On 14-apr-04, at 1:56, John Curran wrote:
This approach has two main advantages over filtering port 25:
1. People can still talk to unlisted SMTP hosts if they feel they have a good reason to do so (ie, I get >to deliver messages directly to my server from home rather than being forced to use my service
provider's which may or may not work)
You're right... Rather than simply having you tell your provider that you're responsible and having port 25 outward opened up, the freedom for anyone to send to port 25 on an ad-hoc basis like we have today is a better idea. Today's spam isn't a problem; everything's working as designed.
I understand your frustration, but the approach of blocking port 25 isn't the right one. It may be convenient for you, but there are plenty of people who have good reasons for using other SMTP servers than their access provider's ones. And do you think people who are unable to run a good mail service will be able to selectively open up filters in a sane way? Filtering can also have a serious performance impact on some equipment. And of course this approach isn't going to work anyway: many access providers can't even be bothered to implement anti-spoofing filters, so there is no way that ALL consumer access providers are going to do this within a reasonable time frame.
The good news is that the IETF is now starting work on this, so expect results in two or three years.
Great idea: here's a case where we need less connectivity and better operational practices, but rather than take that task on, we should do more protocol work.
The idea is that new records in the DNS show which hosts are allowed to deliver mail for a domain. This means spammers must use a domain they control. That's a good start, as it makes white- and blacklisting a lot easier. However, this isn't enough. A next step would be to require that a host that is delivering mail must be flagged as a designated outgoing SMTP host for the reversed mapping domain name of its IP address. (Which obviously isn't going to happen for Joe Cable or Jane ADSL.) (There is still an issue with IPv6 though, as here everyone, including consumers, usually runs their own reverse DNS servers.)
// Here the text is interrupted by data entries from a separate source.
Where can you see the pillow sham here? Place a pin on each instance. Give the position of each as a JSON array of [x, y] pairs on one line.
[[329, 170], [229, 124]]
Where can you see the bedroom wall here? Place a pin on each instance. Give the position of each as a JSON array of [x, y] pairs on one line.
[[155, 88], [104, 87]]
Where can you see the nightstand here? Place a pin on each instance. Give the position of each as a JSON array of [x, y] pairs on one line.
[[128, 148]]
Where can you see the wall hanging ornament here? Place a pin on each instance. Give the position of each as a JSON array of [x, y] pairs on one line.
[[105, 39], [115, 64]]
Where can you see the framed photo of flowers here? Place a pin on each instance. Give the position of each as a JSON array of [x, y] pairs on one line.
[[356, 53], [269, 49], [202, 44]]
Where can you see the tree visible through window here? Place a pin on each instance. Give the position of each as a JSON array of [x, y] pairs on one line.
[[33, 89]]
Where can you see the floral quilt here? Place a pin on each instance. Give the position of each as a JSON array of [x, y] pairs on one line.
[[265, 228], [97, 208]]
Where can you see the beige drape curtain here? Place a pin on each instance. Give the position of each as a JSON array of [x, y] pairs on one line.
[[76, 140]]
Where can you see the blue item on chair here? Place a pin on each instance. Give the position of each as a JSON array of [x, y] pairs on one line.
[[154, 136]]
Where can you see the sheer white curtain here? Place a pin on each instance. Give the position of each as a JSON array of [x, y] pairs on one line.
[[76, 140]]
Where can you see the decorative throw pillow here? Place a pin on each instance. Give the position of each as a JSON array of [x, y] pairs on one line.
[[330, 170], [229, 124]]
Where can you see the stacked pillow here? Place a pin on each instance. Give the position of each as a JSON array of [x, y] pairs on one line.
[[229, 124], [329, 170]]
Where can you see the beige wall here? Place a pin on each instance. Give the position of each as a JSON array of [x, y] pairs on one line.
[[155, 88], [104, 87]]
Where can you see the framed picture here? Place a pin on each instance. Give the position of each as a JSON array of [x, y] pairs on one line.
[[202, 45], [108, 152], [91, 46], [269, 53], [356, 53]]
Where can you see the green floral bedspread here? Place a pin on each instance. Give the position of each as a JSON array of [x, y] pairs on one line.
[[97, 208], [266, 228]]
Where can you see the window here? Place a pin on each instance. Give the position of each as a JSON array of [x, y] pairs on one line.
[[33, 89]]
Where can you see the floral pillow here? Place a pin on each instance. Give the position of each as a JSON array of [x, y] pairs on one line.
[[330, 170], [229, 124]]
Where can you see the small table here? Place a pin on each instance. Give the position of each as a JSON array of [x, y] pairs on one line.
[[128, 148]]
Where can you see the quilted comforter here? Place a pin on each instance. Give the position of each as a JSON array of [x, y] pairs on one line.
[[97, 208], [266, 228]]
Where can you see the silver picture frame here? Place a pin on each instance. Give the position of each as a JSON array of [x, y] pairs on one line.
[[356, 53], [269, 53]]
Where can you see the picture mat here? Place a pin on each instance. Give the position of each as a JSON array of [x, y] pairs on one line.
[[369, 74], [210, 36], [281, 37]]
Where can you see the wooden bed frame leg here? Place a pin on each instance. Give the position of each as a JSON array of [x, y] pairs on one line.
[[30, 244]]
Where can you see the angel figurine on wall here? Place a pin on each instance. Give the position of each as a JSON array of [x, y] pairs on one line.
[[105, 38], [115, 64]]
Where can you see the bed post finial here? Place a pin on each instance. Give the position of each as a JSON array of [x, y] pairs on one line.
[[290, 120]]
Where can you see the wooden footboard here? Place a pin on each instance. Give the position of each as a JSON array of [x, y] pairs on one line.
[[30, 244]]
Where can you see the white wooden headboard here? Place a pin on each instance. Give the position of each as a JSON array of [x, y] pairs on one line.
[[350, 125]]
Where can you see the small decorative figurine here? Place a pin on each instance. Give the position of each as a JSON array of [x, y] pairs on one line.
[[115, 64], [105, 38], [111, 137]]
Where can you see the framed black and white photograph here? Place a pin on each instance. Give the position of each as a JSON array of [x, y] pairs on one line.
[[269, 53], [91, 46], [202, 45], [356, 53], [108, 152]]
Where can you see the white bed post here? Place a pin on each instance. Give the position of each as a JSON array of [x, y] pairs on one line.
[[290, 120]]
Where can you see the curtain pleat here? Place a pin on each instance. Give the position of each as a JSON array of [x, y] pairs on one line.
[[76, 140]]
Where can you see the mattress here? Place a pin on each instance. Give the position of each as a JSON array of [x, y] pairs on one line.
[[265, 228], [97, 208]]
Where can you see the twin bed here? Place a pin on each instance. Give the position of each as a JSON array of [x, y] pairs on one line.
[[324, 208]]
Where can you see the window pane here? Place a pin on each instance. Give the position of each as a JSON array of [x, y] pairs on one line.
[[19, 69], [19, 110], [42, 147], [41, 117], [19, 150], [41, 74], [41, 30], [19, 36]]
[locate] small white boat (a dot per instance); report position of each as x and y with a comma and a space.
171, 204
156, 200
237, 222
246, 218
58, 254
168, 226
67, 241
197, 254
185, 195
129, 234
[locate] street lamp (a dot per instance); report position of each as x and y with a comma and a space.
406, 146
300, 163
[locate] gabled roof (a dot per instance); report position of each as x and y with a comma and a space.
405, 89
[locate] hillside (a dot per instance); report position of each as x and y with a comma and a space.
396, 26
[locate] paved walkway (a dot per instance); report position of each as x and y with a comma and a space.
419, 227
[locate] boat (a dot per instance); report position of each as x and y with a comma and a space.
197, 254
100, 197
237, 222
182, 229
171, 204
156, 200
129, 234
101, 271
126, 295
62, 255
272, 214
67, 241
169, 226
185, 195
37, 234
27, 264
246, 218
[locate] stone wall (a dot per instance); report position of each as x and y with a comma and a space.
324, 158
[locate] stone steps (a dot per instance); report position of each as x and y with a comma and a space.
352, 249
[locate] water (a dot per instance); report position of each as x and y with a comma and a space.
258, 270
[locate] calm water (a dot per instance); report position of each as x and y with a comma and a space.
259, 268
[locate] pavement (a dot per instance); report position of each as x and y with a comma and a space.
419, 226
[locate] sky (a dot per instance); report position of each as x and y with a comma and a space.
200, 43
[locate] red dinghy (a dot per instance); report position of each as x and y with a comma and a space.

The reality is that the vast majority of email is handed off to a designated mail relay (whether we're talking about consumer connections or office environments), and if we actually configured connectivity in this matter, there wouldn't be a problem.
I don't think cutting off one of the monster's heads will do it (there was spam in the good old days when Windows didn't do IP without installing Trumpet Winsock or something similar). There are other ways to get rid of almost all spam, but apparently for most people the pain isn't bad enough to start using them yet. (I installed Spamassasin over the weekend, and it caught 50 of 53 overnight spam messages. My client caught the remaining 3, no false positives.)